Building the data pipeline

As a toy example, our data pipeline takes events uploaded to S3 and increments a time-series count for each event in Dynamo. It’s the simplest rollup we could possibly do to answer questions like: “How many purchases did I get in the past hour?” or “Are my signups increasing month over month?”

Here’s the general dataflow:

Event data enters your S3 bucket through Segment’s integration. The integration uploads all the analytics data sent to the Segment API on an hourly basis.

That’s where the composability of AWS comes in. S3 has a little-known feature called “Event Notifications”. We can configure the bucket to push a notification to a Lambda function on every file upload.

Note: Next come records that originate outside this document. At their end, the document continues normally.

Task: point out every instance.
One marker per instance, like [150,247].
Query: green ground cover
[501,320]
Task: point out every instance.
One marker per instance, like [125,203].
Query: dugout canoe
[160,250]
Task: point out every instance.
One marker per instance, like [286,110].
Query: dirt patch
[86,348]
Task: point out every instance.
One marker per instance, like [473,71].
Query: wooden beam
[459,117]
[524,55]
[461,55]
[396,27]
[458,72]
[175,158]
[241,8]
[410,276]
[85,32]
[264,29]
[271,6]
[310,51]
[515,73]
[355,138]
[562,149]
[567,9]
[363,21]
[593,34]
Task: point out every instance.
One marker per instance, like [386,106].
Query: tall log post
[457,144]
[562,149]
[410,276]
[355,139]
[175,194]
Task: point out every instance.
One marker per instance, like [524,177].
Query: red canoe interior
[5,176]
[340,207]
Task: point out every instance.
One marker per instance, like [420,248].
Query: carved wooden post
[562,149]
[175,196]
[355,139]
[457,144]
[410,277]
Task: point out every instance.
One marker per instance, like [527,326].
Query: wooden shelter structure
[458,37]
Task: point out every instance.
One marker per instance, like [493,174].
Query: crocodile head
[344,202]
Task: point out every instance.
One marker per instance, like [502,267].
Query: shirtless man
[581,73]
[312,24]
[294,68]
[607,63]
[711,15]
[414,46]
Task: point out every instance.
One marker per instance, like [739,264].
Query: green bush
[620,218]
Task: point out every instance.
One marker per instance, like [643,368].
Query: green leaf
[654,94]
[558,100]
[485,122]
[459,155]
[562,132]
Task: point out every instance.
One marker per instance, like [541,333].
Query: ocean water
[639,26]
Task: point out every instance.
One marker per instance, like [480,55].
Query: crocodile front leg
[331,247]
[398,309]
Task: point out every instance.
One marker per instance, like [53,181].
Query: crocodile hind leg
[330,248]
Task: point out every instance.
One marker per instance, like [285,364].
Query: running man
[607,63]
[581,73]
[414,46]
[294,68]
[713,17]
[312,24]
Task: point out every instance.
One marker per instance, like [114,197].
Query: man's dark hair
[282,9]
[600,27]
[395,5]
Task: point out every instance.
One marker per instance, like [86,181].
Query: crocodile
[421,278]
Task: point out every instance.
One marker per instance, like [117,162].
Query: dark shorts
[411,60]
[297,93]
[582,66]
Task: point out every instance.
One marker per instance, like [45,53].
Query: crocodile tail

In theory, our Lambda function could do practically anything once it gets a file. In our example, we’ll extract the individual events, and then increment each <event, hour> pair in Dynamo.

Once our function is up and running, we’ll have a very rudimentary timeseries database to query event counts over time.

Step 1: Parsing Files

It only takes a few lines of javascript to parse the files and pull in the appropriate events:

var file = s3.getObject({ Bucket: bucket, Key: key });

pipe(
  file.createReadStream(),  // read the contents
  zlib.createGunzip(),      // uncompress the stream
  stringify(),              // convert from bytes to strings
  split(parse)              // separate on new-lines and parse the JSON
).on('data', handleEvent)

Step 2: Incrementing Counters

From there, we’ll handle the incoming events, and update each item in Dynamo:

function handleEvent(event) {
  var floored = datemath.hour.floor(new Date(event.timestamp));
  var Hour = floored.getTime().toString();
  var Name = event.event;

  dynamo.updateItem({
    Key: {
      Name: { S: Name },      // update our <name, hour> key
      Timestamp: { N: Hour }
    },
    TableName: 'Events',
    AttributeUpdates: {
      Count: {
        Value: { N: '1' },    // increment the count
        Action: 'ADD'
      }
    }
  }, function(err) {
    if (err) console.log('Error Flushing', Name, ':', err);
    else console.log('Flushed:', Name);
  });
}

And finally, we can query for the events in our database using the CLI:

$ aws dynamodb scan \
    --table-name Events

We could also build dashboards on it a la google analytics or geckoboard.

Terraforming AWS

Even though we have our architecture and lambda function written, there’s still the task of having to describe and provision the pipeline on AWS.

Configuring these types of resources has been kind of a pain for us in the past. We’ve tried Cloudformation templates (verbose) and manually creating all the resources through the AWS UI (slooooow).

Neither of these options has been much fun for us, so we’ve started using Terraform as an alternative.

If you haven’t heard of Terraform, definitely give it a spin. It’s a badass tool designed to help provision and describe your infrastructure. It uses a much simpler configuration syntax than Cloudformation, and is far less error-prone than using the AWS Console UI.

As a taste, here’s what our lambda.tf file looks like to provision our Lambda function:

resource "aws_lambda_function" "segment-s3-dynamo" {
    filename = "${var.lambda_build}"
    function_name = "segment-s3-dynamo"
    handler = "segment.handler"
    role = "${aws_iam_role.segment-s3-dynamo-lambda.arn}"
    timeout = "60"
}

The Terraform plan for this project creates an S3 bucket, the Lambda function, the necessary IAM roles and policies, and the Dynamo database we’ll use for storing the data. It runs in under 10 seconds and immediately sets up our infrastructure so that everything is working properly.

If we ever want to make a change, a simple terraform apply, will cause the changes to update in our production environment. At Segment, we commit our configurations to source control so that they are easily audited and changelog’d.

Scratching the surface

We just walked through a basic example, but with Lambda there’s really no limit to what your functions might do. You could publish the events to Kinesis with additional Lambda handlers for further processing, or pull in extra fields from your database. The possibilities are pretty much endless thanks the APIs Amazon has created.

If you’d like to build your own pipeline, just clone or fork our example Github repo.

And that’s it! We’ll keep streaming. You keep dreaming.